Proteomic Workflows for Biomarker Identification Using Mass Spectrometry - Technical and Statistical Considerations during Initial Discovery

Affiliations
Review

Proteomic Workflows for Biomarker Identification Using Mass Spectrometry - Technical and Statistical Considerations during Initial Discovery

Dennis J Orton et al. Proteomes. .

Abstract

Identification of biomarkers capable of differentiating between pathophysiological states of an individual is a laudable goal in the field of proteomics. Protein biomarker discovery generally employs high throughput sample characterization by mass spectrometry (MS), being capable of identifying and quantifying thousands of proteins per sample. While MS-based technologies have rapidly matured, the identification of truly informative biomarkers remains elusive, with only a handful of clinically applicable tests stemming from proteomic workflows.

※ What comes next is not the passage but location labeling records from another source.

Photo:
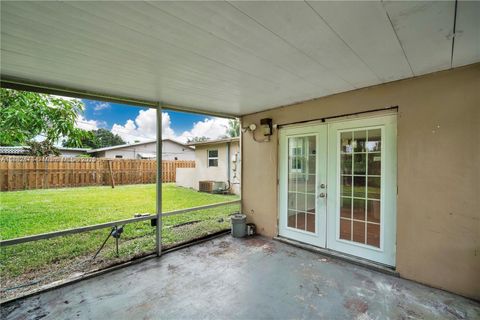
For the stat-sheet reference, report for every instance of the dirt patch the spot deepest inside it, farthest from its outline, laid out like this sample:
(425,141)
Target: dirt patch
(224,244)
(356,305)
(172,268)
(255,242)
(269,248)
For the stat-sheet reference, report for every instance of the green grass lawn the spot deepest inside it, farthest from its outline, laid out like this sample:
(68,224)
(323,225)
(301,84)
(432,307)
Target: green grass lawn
(38,211)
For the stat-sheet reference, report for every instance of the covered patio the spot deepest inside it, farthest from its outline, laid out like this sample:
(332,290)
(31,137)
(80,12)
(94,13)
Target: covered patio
(359,129)
(254,278)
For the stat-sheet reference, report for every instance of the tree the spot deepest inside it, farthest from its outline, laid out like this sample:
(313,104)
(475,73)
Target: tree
(42,149)
(25,115)
(99,138)
(233,129)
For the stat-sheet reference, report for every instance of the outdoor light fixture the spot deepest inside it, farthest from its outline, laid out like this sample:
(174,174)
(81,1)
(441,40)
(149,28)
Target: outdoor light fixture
(266,125)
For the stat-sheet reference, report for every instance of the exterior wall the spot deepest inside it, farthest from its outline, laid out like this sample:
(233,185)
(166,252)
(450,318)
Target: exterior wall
(438,150)
(186,177)
(170,151)
(203,172)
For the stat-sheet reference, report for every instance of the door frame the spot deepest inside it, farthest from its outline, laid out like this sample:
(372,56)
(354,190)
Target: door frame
(386,254)
(319,237)
(330,214)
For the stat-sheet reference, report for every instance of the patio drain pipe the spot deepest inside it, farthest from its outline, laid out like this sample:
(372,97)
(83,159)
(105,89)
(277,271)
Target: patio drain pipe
(158,226)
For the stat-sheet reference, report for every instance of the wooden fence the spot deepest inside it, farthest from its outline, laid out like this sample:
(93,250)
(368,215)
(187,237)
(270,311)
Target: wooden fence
(20,173)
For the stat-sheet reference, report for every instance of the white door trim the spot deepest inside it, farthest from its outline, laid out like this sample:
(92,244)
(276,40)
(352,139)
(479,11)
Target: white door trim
(327,210)
(317,238)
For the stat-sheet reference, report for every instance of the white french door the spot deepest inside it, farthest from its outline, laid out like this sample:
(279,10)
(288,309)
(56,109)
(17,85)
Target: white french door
(337,186)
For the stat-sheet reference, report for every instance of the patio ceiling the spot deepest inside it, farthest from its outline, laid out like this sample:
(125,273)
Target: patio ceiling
(232,57)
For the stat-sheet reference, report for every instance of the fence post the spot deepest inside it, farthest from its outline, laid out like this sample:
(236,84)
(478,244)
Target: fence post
(158,230)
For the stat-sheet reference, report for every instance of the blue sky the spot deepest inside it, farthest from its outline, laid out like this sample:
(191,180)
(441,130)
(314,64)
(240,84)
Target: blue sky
(138,123)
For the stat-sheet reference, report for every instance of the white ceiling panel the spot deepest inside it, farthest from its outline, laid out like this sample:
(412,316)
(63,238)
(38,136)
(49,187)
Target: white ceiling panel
(365,27)
(312,36)
(424,29)
(467,38)
(229,57)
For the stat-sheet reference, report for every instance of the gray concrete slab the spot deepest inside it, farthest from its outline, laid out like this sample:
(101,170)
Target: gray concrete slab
(254,278)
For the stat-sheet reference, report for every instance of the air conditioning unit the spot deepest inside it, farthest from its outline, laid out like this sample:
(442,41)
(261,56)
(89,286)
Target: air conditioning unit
(211,186)
(205,186)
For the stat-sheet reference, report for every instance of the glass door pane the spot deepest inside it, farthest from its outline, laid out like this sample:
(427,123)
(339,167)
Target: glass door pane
(302,183)
(360,176)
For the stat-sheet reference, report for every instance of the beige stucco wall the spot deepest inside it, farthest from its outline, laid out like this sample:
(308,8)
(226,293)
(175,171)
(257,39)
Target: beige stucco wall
(438,209)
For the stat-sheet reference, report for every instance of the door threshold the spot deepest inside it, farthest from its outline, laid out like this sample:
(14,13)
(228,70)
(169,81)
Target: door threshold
(341,256)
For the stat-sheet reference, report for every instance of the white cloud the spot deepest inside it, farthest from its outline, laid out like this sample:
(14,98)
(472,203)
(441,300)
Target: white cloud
(99,106)
(212,128)
(144,128)
(85,124)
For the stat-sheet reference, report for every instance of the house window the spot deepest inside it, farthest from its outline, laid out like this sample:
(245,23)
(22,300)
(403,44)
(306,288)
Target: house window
(212,158)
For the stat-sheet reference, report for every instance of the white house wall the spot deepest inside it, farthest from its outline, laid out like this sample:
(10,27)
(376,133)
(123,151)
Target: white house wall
(170,151)
(189,178)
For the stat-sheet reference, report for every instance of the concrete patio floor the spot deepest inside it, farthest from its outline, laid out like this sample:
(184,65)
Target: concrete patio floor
(255,278)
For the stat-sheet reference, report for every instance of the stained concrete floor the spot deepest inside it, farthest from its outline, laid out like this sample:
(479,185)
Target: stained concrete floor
(254,278)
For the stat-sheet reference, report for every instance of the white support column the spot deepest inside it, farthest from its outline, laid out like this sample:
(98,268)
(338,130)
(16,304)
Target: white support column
(158,230)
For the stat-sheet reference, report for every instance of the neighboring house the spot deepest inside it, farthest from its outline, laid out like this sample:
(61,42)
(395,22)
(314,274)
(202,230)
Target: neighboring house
(216,160)
(171,150)
(22,151)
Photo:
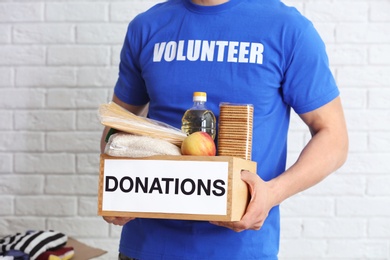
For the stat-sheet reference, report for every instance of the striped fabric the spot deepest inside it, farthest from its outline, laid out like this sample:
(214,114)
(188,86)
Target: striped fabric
(33,243)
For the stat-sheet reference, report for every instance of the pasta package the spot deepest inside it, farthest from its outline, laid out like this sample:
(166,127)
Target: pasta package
(115,116)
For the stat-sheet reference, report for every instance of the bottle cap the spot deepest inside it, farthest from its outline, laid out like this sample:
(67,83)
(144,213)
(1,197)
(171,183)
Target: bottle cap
(200,96)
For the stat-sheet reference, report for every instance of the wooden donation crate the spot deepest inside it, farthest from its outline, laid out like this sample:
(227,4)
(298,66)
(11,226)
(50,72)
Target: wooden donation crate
(205,188)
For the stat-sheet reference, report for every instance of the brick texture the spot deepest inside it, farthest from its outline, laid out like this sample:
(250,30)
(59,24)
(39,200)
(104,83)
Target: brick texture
(58,63)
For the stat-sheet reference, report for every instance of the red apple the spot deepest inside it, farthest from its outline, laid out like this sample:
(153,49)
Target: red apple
(198,143)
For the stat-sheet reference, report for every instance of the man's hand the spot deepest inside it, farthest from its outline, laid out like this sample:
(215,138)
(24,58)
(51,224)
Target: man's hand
(258,208)
(119,221)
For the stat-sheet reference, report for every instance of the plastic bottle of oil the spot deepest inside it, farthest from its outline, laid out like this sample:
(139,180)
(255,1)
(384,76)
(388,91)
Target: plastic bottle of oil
(199,117)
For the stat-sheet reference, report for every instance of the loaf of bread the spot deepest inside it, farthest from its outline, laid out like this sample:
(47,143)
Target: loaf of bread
(129,145)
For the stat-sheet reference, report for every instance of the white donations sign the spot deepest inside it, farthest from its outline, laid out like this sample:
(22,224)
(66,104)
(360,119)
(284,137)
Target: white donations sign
(165,186)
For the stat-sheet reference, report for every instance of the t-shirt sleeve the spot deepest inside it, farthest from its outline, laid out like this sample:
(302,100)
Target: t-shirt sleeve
(308,82)
(130,86)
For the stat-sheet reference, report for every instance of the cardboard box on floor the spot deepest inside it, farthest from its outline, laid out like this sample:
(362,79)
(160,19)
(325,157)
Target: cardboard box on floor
(83,251)
(205,188)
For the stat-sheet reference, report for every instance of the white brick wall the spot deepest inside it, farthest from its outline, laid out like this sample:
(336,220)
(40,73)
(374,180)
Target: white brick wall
(58,62)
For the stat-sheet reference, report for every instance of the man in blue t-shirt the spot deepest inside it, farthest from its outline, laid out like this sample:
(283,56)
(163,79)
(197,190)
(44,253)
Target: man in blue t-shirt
(239,51)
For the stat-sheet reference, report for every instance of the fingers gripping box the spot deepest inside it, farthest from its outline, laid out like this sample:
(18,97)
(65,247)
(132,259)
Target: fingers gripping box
(174,187)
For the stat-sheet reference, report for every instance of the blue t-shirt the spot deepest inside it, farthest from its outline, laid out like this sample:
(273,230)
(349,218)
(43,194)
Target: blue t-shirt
(244,51)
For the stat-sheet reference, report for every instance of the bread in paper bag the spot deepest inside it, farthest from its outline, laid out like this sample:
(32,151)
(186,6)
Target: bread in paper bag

This underlying lack of progress is attributed in large part to erroneous experimental design, biased sample handling, as well as improper statistical analysis of the resulting data. This review will discuss in detail the importance of experimental design and provide some insight into the overall workflow required for biomarker identification experiments. Proper balance between the degree of biological vs. technical replication is required for confident biomarker identification.

Keywords: biomarker discovery; experimental design; high dimensional data; randomization; replication.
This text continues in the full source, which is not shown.